Non bisogna trascurare, però, l'influenza che il toscano sta esercitando da qualche secolo sulle parlate limitrofe. Infatti, il romanesco, il perugino e la zona anconitana risentono molto dell'influsso fiorentino. Questi tre gruppi dialettali, perciò, costituiscono una fascia di passaggio fra toscano e gruppo centrale puro, detta perimediana (dal greco perì = intorno; cfr. M. Loporcaro, Profilo linguistico dei dialetti italiani). A Roma come in buona parte dell'Umbria, la terminazione -u è sconosciuta: nella capitale si dice fijo (o fio), a Perugia 'sabato' suona sab'to.Nella zona anconitana (intesa come quel gruppo di dialetti compresi fra Ancona e Fabriano), invece, il destino delle -u e delle -o latine è molto particolare. Senza dubbio, per via dell'influsso toscano, vi si applica l'indistinzione. In alcune città, però, l'esito è alquanto curioso, perché le -o e le -u del latino convergono sì in -o, ma tale -o rimane piuttosto cupa, cadendo spesso in una -u.
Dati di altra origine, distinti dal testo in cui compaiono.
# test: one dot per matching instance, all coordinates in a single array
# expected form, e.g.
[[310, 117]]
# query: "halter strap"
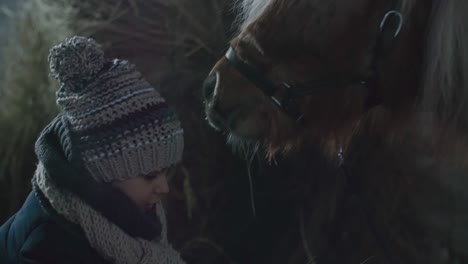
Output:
[[390, 27]]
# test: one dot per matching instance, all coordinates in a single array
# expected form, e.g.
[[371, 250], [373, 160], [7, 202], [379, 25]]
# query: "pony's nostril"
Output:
[[209, 85]]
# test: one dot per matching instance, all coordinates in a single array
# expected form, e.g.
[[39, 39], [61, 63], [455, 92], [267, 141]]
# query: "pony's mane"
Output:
[[249, 11], [445, 83], [444, 74]]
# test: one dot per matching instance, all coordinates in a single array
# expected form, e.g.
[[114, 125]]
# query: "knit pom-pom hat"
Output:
[[122, 126]]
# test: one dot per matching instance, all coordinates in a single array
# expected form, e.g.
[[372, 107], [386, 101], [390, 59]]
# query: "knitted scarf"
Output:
[[105, 237]]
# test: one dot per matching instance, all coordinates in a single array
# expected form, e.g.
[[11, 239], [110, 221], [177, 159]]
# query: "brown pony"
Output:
[[381, 84]]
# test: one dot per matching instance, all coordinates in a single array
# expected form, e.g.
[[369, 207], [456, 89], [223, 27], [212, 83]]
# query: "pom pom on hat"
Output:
[[76, 61], [121, 125]]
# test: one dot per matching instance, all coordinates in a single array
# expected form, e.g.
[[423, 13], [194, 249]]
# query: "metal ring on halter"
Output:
[[400, 21]]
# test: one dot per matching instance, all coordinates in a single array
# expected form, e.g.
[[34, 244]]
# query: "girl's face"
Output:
[[145, 191]]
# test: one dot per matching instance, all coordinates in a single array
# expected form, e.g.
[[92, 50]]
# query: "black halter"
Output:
[[389, 27]]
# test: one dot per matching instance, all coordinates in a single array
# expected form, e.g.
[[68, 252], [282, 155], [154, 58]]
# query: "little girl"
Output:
[[103, 163]]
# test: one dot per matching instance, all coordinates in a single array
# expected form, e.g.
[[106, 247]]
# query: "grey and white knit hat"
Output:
[[122, 126]]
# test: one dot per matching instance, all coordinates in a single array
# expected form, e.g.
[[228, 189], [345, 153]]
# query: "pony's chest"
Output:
[[420, 204]]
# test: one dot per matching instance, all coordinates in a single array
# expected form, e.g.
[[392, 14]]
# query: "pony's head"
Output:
[[313, 70]]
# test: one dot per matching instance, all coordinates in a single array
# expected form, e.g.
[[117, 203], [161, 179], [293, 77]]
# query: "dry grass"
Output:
[[26, 92], [174, 44]]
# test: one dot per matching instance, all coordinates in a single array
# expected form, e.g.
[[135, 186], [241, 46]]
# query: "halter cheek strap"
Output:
[[390, 28]]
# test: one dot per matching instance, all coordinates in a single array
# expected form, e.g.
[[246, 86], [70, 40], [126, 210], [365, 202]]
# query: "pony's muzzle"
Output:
[[209, 86], [213, 115]]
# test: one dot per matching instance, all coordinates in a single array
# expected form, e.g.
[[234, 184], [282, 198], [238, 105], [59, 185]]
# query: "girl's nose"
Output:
[[161, 185]]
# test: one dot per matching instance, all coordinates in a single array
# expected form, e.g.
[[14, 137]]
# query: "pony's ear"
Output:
[[445, 86]]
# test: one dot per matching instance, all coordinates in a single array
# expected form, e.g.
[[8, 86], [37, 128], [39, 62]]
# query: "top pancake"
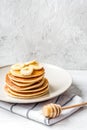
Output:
[[35, 73]]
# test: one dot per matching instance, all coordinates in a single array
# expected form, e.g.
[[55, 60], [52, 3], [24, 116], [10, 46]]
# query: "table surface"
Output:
[[78, 120]]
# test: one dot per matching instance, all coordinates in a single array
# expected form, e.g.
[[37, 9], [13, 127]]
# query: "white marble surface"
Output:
[[52, 31], [76, 121]]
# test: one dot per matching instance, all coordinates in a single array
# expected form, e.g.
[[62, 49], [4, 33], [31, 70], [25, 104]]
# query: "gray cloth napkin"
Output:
[[33, 111]]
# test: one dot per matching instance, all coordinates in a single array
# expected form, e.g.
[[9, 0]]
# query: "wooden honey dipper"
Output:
[[53, 110]]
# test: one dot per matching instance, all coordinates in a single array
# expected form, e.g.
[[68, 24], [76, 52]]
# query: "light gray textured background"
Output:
[[52, 31]]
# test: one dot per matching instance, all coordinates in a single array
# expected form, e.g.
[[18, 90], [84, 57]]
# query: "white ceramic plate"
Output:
[[59, 82]]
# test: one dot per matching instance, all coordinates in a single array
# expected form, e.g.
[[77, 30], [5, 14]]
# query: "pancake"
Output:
[[15, 87], [22, 81], [32, 90], [35, 73], [26, 81]]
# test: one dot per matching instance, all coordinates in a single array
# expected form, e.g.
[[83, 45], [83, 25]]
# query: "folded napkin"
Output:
[[33, 111]]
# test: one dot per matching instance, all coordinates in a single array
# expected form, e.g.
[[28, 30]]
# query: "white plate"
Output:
[[59, 82]]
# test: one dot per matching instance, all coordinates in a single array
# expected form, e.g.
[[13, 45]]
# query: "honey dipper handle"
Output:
[[73, 106]]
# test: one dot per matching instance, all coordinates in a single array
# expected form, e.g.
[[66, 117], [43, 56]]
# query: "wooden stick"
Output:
[[73, 106]]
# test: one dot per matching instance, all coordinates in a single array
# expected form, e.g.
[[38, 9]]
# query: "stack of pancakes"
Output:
[[26, 80]]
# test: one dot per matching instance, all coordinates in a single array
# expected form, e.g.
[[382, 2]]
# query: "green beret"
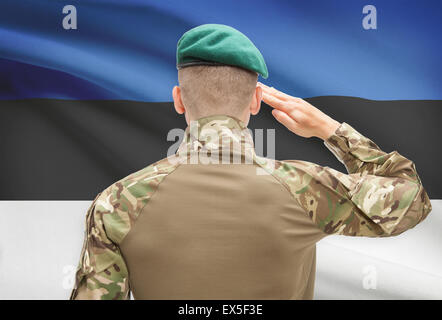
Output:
[[217, 44]]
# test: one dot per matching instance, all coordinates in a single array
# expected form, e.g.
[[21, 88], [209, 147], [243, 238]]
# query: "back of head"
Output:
[[212, 90]]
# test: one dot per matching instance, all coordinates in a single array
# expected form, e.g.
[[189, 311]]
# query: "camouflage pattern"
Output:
[[208, 139], [381, 195], [102, 272]]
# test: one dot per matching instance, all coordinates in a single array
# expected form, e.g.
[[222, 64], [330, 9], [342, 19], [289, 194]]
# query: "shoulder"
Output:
[[119, 205]]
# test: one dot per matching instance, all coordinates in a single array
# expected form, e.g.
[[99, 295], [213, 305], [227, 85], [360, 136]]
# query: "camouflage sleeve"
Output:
[[381, 195], [102, 272]]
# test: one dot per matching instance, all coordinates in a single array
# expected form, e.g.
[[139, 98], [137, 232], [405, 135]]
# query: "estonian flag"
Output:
[[85, 85]]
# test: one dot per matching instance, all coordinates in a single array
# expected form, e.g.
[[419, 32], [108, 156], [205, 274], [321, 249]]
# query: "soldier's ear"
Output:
[[178, 103], [255, 104]]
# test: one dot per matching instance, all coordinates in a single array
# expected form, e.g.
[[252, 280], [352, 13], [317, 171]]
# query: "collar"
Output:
[[217, 134]]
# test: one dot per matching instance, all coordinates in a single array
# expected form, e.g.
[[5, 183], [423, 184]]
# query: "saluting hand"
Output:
[[298, 115]]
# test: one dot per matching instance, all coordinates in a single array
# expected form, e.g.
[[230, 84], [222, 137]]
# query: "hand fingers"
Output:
[[285, 120], [276, 103], [279, 94]]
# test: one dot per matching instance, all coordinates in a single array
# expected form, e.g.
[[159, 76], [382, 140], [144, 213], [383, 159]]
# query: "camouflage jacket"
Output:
[[380, 196]]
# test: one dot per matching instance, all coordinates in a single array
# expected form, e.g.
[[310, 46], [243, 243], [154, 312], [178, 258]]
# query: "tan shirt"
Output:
[[215, 221]]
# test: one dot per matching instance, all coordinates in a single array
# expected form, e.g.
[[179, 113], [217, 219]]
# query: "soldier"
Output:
[[201, 229]]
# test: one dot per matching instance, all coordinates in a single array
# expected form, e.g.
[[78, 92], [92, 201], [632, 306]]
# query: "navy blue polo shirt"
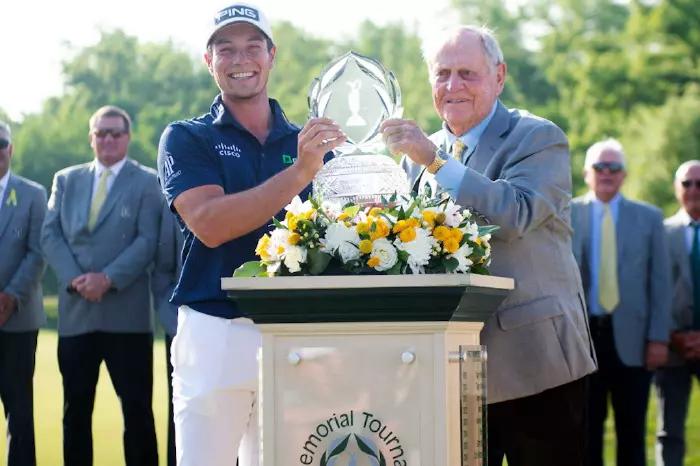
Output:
[[216, 149]]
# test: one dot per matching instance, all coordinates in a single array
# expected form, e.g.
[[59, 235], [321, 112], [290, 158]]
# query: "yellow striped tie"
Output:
[[608, 291], [458, 149], [99, 199]]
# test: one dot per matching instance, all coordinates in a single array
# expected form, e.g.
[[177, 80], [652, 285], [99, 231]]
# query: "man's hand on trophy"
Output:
[[405, 137], [316, 139]]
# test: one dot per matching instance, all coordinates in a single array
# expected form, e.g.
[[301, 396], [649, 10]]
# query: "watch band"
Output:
[[437, 162]]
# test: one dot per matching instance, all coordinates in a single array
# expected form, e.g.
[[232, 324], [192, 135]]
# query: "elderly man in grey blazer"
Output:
[[620, 247], [512, 168], [22, 210], [674, 380], [100, 236], [166, 272]]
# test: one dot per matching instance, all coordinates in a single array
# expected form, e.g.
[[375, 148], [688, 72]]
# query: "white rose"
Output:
[[337, 235], [297, 207], [348, 252], [419, 250], [293, 258], [383, 250]]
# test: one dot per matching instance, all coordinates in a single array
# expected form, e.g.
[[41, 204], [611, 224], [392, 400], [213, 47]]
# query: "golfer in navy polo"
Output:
[[225, 174]]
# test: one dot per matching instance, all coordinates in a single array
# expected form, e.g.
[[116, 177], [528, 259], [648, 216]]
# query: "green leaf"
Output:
[[351, 211], [318, 261], [251, 269], [451, 264], [488, 229]]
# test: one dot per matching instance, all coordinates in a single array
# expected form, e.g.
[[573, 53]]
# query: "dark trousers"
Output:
[[171, 425], [628, 390], [17, 359], [129, 360], [547, 429]]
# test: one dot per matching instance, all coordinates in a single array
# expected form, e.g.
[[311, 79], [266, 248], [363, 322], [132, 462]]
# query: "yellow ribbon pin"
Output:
[[12, 198]]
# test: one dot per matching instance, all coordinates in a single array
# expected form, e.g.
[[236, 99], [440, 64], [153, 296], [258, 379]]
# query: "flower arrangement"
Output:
[[415, 234]]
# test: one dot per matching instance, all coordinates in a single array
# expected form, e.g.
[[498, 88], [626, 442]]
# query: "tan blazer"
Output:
[[519, 178]]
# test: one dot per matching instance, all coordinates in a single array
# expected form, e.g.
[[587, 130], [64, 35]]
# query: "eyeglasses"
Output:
[[612, 167], [688, 183], [115, 133]]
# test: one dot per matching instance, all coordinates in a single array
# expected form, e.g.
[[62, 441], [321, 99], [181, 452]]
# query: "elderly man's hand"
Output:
[[92, 285], [317, 137], [657, 355], [405, 137], [8, 304]]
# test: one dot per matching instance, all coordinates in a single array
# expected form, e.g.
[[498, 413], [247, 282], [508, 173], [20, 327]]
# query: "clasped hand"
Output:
[[92, 285]]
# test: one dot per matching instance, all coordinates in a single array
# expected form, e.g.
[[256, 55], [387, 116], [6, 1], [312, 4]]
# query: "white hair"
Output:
[[435, 40], [601, 146], [684, 167], [5, 128]]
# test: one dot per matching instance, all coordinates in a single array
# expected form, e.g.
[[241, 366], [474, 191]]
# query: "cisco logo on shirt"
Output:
[[227, 150]]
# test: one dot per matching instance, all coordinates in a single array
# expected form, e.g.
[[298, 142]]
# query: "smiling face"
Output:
[[109, 139], [687, 187], [603, 180], [240, 62], [465, 84]]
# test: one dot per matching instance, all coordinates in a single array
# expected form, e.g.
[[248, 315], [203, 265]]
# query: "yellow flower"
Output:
[[365, 246], [362, 227], [408, 235], [12, 198], [429, 217], [292, 221], [441, 233], [374, 212], [381, 229], [456, 234], [261, 248], [400, 226], [450, 245]]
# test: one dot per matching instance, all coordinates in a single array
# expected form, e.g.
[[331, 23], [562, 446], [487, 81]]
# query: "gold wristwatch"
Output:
[[437, 163]]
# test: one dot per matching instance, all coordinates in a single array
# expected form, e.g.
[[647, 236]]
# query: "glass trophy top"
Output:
[[358, 93]]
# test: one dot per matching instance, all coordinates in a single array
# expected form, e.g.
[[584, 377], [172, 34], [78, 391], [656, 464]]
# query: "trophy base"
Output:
[[361, 179]]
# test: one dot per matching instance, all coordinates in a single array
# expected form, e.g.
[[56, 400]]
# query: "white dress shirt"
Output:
[[99, 168]]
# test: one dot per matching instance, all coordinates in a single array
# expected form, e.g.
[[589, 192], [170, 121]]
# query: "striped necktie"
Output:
[[99, 199], [608, 292], [458, 148], [695, 270]]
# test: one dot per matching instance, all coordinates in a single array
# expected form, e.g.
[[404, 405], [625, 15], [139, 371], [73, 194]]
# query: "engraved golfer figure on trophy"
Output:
[[359, 94], [354, 104]]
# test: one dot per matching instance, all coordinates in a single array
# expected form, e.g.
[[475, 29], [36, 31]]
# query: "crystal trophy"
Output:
[[472, 369], [358, 93]]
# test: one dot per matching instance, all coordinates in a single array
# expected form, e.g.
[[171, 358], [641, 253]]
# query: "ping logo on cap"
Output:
[[237, 11]]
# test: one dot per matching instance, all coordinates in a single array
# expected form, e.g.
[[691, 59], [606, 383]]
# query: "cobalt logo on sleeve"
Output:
[[227, 150], [237, 12]]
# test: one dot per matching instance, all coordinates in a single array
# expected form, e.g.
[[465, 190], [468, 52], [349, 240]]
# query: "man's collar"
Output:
[[5, 180], [115, 169], [614, 202], [471, 137], [280, 124]]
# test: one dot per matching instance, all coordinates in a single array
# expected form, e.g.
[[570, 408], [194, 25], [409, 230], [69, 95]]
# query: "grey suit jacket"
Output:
[[22, 265], [682, 279], [519, 178], [643, 272], [121, 245], [166, 270]]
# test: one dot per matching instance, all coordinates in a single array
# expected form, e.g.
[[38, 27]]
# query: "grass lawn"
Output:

Per questo troviamo (per esempio a Castelfidardo, ma anche ad Osimo) termini come quanno/quannu e pogo/pogu, che invece suonerebbero soltanto quanno e pocu a Macerata, e unicamente quanno e poco a Roma.
Pertanto, le -u anconitane sono nettamente diverse, per origine, dalle -u maceratesi: infatti, le prime sono un ricadere di tutte le -o toscane in -u, mentre le seconde sono dirette discendenti delle -u latine, impossibili da confondere o scambiare con le -o. Per fare un esempio, un maceratese non dirà mai magnu per 'mangio', cosa che invece capita agli anconitani.
Occorre comunque fare un paio di precisazioni:
1. La -o che ricade in -u è un fenomeno limitato al dialetto anconitano propriamente detto, quindi, se già si attenua ad Osimo e Loreto, scompare del tutto a Jesi e a Fabriano. Perciò la parola 'quando', mentre ad Osimo oscilla fra quannu e quanno, a Jesi suona soltanto quanno, come nel romanesco.
2. Nel dialetto maceratese, in realtà, la terminazione latina -u può passare ad -o se si tratta di un aggettivo usato come nome. Per esempio, l'accusativo latino paucum dà origine a pócu se si tratta di un aggettivo (es. 'lu témbu è pócu', il tempo è poco), e a pòco se è usato come sostantivo (es. 'lo pòco che mm'ha ditto', il poco che mi ha detto). Inoltre, la differente apertura della vocale o è dovuta a un fenomeno chiamato metafonesi, che in presenza di -u/-i alla fine delle parole provoca la chiusura delle gravi in acute, e delle acute nella scura corrispondente (es. il toro: lu tóru, i denti: li déndi, il borgo: lu vurgu, i capretti: li capritti).
Per concludere con una curiosità indipendente da quanto detto finora, si veda il termine osimano ghiòmo (o jomo) che significa 'gomitolo': esso deriva direttamente dal latino glomus, mentre la forma italiana ci giunge tramite varie trasformazioni del diminutivo glomulus. Per passare dal latino all'osimano, basta effettuare la diffusa trasformazione da 'l' a 'i' (glomus > ghiomo), comune a molte altre parole (anche in italiano: gluttum > ghiotto, flamma > fiamma, clarus > chiaro, ecc). La variante jomo si ottiene in seguito, per via del frequente passaggio tipicamente marchigiano di ghi- in j- (es. ghiotto, ghianda > jotto, janna, ecc).